IN Malaysia, the decision to prioritise family above profession is most often than not a personal choice. Many women leave paid work to raise children, care for elderly parents, support disabled family members and manage households.
Their effort provides for families, communities and the economy as a whole, yet it is generally invisible.
This is Malaysia’s invisible economy: unpaid care work that keeps society functioning while offering little recognition, protection or long-term security to those who perform it.
Caregiving is not inactivity. It is productive labour that replaces market services such as childcare, eldercare, nursing and domestic management.
International estimates suggest unpaid care work contributes between 10 per cent and 40 per cent of Gross Domestic Product if monetised. But it it treated as an economic non-event, it does not appear in the calculations or formal employment statistics.
This blind spot leaves women who take on caregiving roles economically exposed and socially overlooked.
The consequences are real and long-lasting. Years spent outside the workforce do not count toward retirement savings or social security. Malaysia has no comprehensive caregiver allowance, pension credit or income protection for homemakers.
Financial dependence on spouses becomes common, reducing women’s decision-making power within households and increasing vulnerability in cases of divorce, widowhood or sudden economic shock.
What is portrayed as a "choice" frequently results in a lifelong financial penalty.
While the Ministry of Women, Family, and Community Development has taken steps to alleviate some of these issues through the Malaysia Care Economy Strategic Framework and Action Plan 2026-2030 and its Program Perantisan Kepimpinan Wanita (PERANTIS), these fall short of bridging the fundamental economic gap faced by women who choose to leave paid employment to care for children.
Current policy frameworks continue to treat caregiving as temporary, private, or cost-free. It is none of these.
Other countries have begun recognising care work as an economic pillar rather than a personal sacrifice. Scandinavian nations, Germany and Canada provide pension credits or social security coverage for caregivers, alongside heavily subsidised or universal childcare.
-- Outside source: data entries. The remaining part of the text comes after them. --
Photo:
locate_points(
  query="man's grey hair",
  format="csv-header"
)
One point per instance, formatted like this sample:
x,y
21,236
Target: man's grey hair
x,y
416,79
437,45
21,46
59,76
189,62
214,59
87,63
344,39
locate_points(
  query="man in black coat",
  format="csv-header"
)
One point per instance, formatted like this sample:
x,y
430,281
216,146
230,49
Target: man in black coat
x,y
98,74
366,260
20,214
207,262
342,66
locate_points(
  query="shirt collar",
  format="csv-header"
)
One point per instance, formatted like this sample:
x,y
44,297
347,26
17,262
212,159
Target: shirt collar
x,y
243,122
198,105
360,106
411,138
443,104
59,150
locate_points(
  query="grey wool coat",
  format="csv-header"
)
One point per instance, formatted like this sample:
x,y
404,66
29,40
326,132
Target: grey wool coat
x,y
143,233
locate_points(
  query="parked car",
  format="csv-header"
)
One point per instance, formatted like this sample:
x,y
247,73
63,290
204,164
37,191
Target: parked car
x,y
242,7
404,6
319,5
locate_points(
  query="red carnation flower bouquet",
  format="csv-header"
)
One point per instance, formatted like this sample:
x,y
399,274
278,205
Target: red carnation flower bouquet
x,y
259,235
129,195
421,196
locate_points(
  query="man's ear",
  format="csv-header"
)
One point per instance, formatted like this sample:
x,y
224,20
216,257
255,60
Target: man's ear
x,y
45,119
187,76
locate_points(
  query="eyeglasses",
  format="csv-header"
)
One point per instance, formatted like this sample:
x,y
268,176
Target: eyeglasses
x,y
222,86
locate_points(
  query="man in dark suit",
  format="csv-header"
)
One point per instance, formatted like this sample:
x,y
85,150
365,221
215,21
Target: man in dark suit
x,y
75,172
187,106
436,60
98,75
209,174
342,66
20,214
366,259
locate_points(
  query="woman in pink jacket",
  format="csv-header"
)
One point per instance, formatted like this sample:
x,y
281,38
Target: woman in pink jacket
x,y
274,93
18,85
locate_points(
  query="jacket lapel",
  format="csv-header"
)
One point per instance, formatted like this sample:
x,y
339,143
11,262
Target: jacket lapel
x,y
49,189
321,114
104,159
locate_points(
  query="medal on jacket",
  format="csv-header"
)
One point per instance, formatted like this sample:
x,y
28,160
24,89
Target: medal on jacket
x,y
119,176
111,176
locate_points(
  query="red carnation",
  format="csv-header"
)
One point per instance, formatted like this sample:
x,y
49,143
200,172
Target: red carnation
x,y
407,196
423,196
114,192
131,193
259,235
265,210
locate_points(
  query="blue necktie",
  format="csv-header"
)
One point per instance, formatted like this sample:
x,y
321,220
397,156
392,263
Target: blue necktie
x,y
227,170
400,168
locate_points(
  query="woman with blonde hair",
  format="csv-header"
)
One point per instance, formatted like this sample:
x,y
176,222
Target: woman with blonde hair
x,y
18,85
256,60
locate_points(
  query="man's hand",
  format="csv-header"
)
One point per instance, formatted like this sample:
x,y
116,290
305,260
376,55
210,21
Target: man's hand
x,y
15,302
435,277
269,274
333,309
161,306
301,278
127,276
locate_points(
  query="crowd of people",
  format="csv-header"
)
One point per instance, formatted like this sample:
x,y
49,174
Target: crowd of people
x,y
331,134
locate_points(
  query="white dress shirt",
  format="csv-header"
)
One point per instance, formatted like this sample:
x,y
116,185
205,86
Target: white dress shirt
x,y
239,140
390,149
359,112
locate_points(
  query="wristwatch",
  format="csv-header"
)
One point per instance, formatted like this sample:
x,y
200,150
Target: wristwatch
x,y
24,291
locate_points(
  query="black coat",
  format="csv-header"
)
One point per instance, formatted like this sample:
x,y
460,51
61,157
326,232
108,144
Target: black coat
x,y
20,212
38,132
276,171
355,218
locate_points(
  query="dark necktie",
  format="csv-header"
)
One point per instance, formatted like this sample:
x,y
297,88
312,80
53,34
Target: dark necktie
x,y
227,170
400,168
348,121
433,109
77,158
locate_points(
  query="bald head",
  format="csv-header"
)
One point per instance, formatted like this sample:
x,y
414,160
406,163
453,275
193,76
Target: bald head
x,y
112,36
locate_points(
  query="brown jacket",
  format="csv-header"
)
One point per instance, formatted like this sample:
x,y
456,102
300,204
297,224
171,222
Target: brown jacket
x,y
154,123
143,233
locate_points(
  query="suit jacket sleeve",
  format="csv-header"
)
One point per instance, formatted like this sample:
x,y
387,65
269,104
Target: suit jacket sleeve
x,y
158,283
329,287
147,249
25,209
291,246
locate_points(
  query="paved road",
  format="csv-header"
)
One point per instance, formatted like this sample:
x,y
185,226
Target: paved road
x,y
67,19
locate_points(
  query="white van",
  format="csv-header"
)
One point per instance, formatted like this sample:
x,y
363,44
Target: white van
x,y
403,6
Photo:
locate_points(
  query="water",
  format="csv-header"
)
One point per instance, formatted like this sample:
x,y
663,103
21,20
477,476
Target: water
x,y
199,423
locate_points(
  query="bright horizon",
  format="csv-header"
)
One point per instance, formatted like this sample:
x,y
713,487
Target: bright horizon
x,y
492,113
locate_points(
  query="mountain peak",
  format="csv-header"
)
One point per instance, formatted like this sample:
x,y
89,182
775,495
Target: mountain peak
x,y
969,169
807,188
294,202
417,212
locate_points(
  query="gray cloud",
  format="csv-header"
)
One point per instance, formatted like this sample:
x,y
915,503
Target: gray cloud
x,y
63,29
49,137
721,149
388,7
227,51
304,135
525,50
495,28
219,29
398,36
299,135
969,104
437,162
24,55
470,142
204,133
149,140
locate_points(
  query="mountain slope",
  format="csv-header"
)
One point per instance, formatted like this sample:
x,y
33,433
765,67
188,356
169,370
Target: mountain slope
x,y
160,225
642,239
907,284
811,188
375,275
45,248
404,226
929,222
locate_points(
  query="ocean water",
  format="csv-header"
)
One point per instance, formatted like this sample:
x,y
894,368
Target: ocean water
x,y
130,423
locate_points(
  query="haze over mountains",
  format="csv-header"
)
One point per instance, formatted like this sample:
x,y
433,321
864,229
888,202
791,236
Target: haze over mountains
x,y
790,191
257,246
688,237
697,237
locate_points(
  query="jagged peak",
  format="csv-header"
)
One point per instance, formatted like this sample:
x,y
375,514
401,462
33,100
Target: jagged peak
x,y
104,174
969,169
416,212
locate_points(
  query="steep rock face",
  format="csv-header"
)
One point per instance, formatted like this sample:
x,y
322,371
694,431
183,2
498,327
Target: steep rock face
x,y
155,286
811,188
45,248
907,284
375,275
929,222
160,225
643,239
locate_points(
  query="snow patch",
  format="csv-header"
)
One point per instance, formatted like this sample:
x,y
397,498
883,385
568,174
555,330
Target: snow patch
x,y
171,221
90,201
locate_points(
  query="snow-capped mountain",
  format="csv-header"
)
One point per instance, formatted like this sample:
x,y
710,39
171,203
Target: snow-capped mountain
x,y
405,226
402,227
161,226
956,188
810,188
Countries such as Albania have introduced targeted measures to reduce unpaid labour burdens and protect women’s economic autonomy during caregiving years. These policies reflect a simple truth: societies that rely on unpaid care must also insure those who provide it.
Here, unpaid care work is largely excluded from economic planning, budgetary decisions and labour policy. By removing it from national accounts, the country undervalues both women's contributions and the true cost of supporting households and communities. Policies based on limited data eventually provide insufficient protection.
Addressing this invisible economy necessitates pragmatic solutions. Caregiver pension credits would allow homemakers to accumulate retirement savings during caregiving years.
A modest monthly caregiving allowance would recognise child-rearing and eldercare as socially valuable labour. Expanded access to affordable, high-quality childcare and eldercare would give women genuine flexibility — not just to work, but to return when they choose.
Reskilling and re-entry programmes must also be improved to ensure that caregiving interruptions do not permanently derail professional chances.
Equally important, unpaid care work should be regularly quantified and included in national statistics to ensure that economic planning is based on lived reality rather than obsolete beliefs.
However, policy alone is not sufficient. Cultural recognition matters. Caregiving should not be framed as a retreat from ambition or productivity.
Women who prioritise family care are not opting out of contribution; they are performing work that underpins the labour market itself.
True gender equity does not require that all women remain continuously employed — it requires that no woman is penalised for choosing otherwise.
Women who hold families together are quietly sustaining the nation’s social and economic foundations. Making their work visible is not charity. It is sound economic policy.